Kircher's work is an encyclopedia about the Chinese empire containing accurate cartography and illustrations that elucidate the vivid descriptions found in the text. The volume is a cultural account of China ranging from religious practices and social customs over languages to China's natural wonders, such as exotic plants and animals.[16] By collecting and compiling information taken from fellow Jesuits including Matteo Ricci, Martino Martini, Johann Adam Schall von Bell, Johann Grueber and Heinrich Roth, Kircher achieves to create an authentic secondary study on Chinese people, nature and mythology.[17]

There were several reasons for Kircher to write China Illustrata. First, he wanted to promote the missionaries' work and tell about the great journeys of Europeans in China. Second, he was also driven by his strong personal interest in Chinese language and culture. He collected Chinese objects for display in his museum, a cabinet of curiosities in Rome established in 1651 and named Musaeum Kircherianum after Kircher himself.[10]

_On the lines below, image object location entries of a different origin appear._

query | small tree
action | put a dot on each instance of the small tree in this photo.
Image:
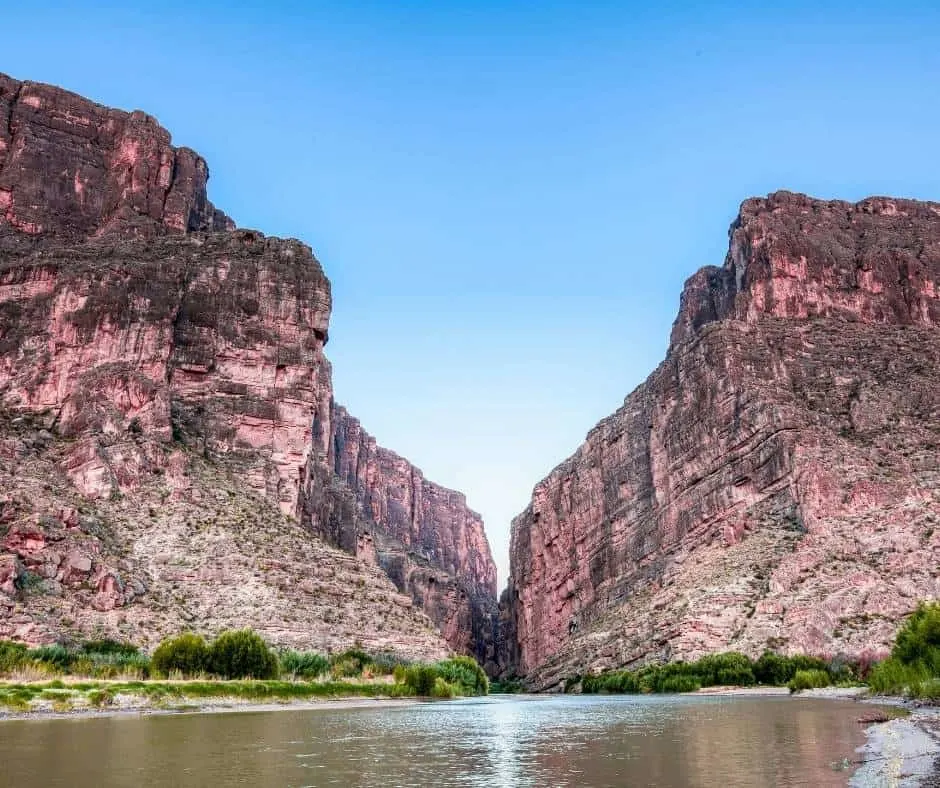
(237, 654)
(918, 641)
(421, 679)
(186, 653)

Apart from describing and illustrating foreign objects and exotic creatures, the book also dwells on relations between China and the Western world. Kircher connects Western, Indian, Chinese and Japanese idolatry and tries to prove the evidence of early Christianity in China.[16] His work emphasises Christian elements in Chinese history, starting with the presence of Nestorians in the city of Xi’an. Kircher bases this assumption on the Sino-Syrian monument that was found there in the 8th century. In his interpretation, the inscription on the monument is a proof of the first declaration of the Gospel in China.[18]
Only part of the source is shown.